The data show that these two naturally occurring human DAT variants have effects on DAT expression patterns, pharmacology, and physiology that differ from the wild-type molecule. Their results suggest that the individuals with these variants could have altered dopaminergic neurotransmission and might respond differently to drugs that affect dopamine pathways. Owing to these interesting results, these two variants become logical candidates for genetic studies of diseases in which dopamine function is thought to be of etiological relevance, as well as in pharmacogenomic studies of drugs that act through dopaminergic pathways. As the number of targets for genotyping has increased considerably, the characterization of the functional relevance of variants in key genes becomes increasingly important. Variants with higher physiological impact would become logical candidates for association studies.

As data sets containing phenotypes of drug response are accumulated, it is necessary to delineate criteria for choice of SNPs and haplotypes. As we discussed previously,1 should one look in great detail at a few genes thought to be particularly relevant to the effects of a specific drug, or should one look at functionally relevant variations across a wide number of genes? It is possible to look at myriad candidates, but each sample has only a certain amount of power. These important points will certainly be considered during the course of work in this area.

In this context, the work of Lin and Uhl is particularly relevant because it identifies the functional impact of variants of an important molecule that is relevant to drug response.
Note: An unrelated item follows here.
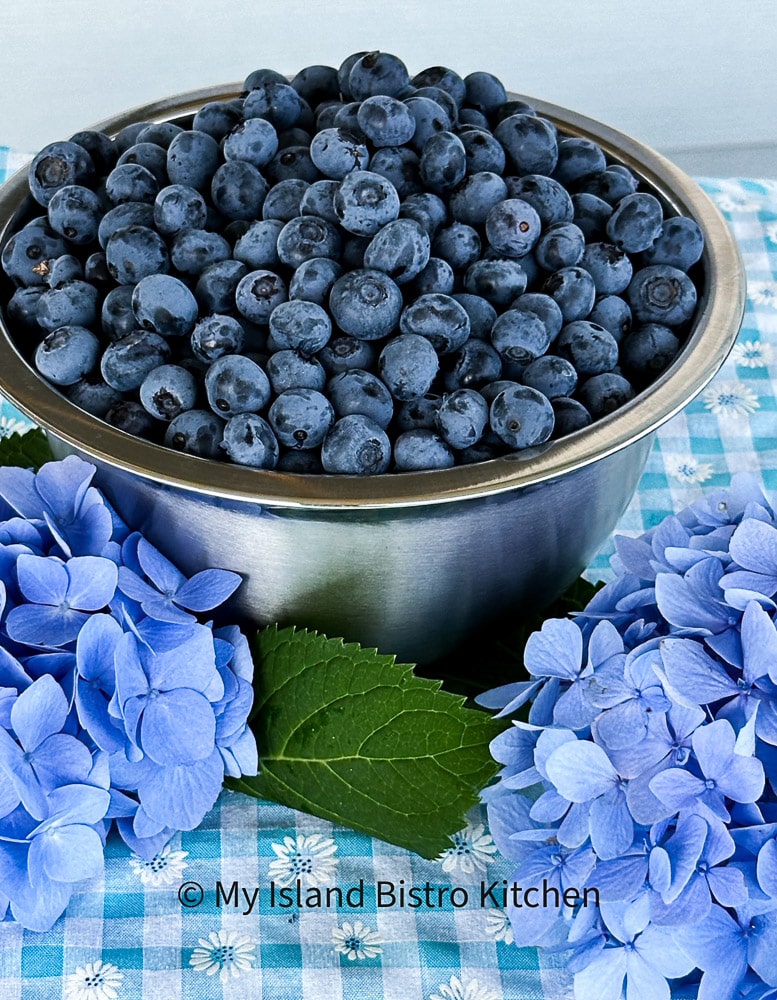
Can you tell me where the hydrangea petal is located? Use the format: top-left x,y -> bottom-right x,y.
11,675 -> 68,752
140,688 -> 216,766
16,554 -> 69,604
545,740 -> 618,802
Future work should examine the frequencies of the V55A alleles V382A in populations that received drugs affecting dopaminergic neurotransmission.
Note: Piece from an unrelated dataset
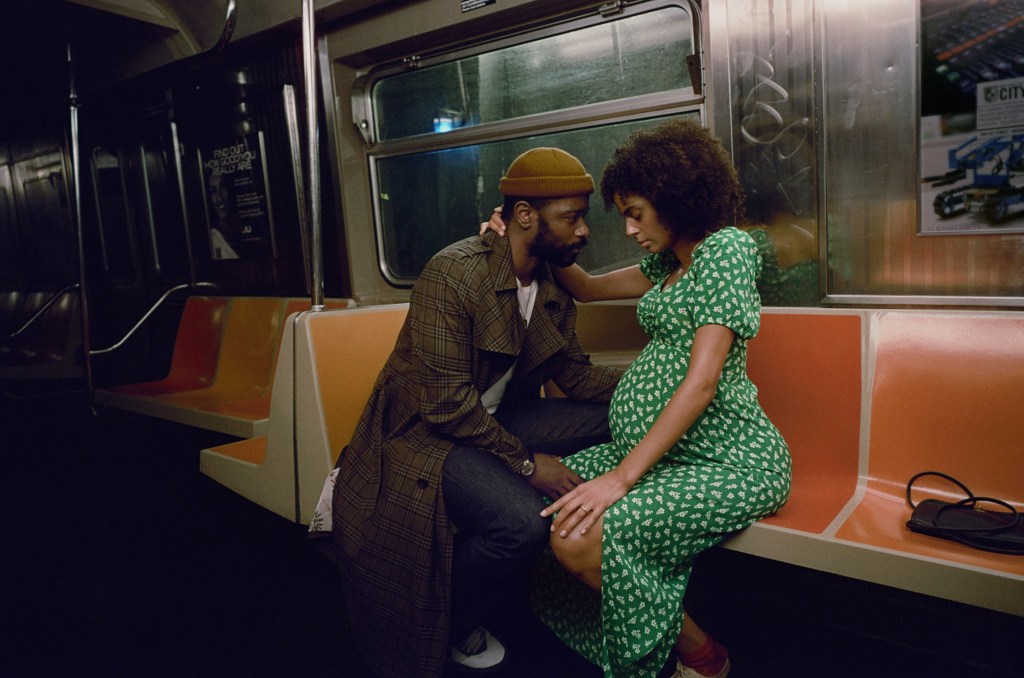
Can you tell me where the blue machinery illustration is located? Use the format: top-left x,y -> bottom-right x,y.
926,134 -> 1024,224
Additional points to consider include the final effect on dopamine function of a combination of these variants with others that are known to affect function, such as the A559V in transmembrane domain 12 and E602G in the C-terminus. Moreover, the interactions of variants in the dopamine transporter with those in other related molecules, such as dopamine receptors, should be examined in future pharmacogenomic studies. This type of work on the functional relevance of variants identified in genetic studies highlights the need for crossdisciplinary interaction at the interface of genetics and neuroscience.